= Going Great =

1980s Canadian television series

Going Great is a Canadian newsmagazine type show that originally aired on CBC and premiered in the United States on Nickelodeon on October 1, 1983. Produced by Michael Maclear and hosted by Chris Makepeace, Going Great focused on kids of all ages who did very amazing feats in the world some people couldn't do. New episodes aired on Tuesdays and Thursdays until February 14, 1984 (39 episodes).

== History ==
Originally produced by CBC for 13 episodes, Nickelodeon was so impressed by the show that they ordered an additional 26 episodes, bringing the total number of episodes to 39. Going Great was one of Nickelodeon's lowest rated TV shows, receiving a 2 out of every 6 people watching it. Against the Odds is the lowest with 1 out of 6 people watching it.

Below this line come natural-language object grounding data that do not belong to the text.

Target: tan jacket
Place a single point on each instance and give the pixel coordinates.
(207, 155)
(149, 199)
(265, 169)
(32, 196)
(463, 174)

Going Great focused on being able to do amazing, extreme things. Kids were shown and asked about their bravery, and they always said: "I'm not brave". With help from Nickelodeon, kids were able to do great things, hence the name Going Great.

In 1984, Keanu Reeves was a correspondent for the show.

== Response ==
While Going Great focused on child prodigies, it left normal kids with low self-esteem when Nickelodeon took it to focus groups, with the common response being "Well, I'll never be that good so I won't try that."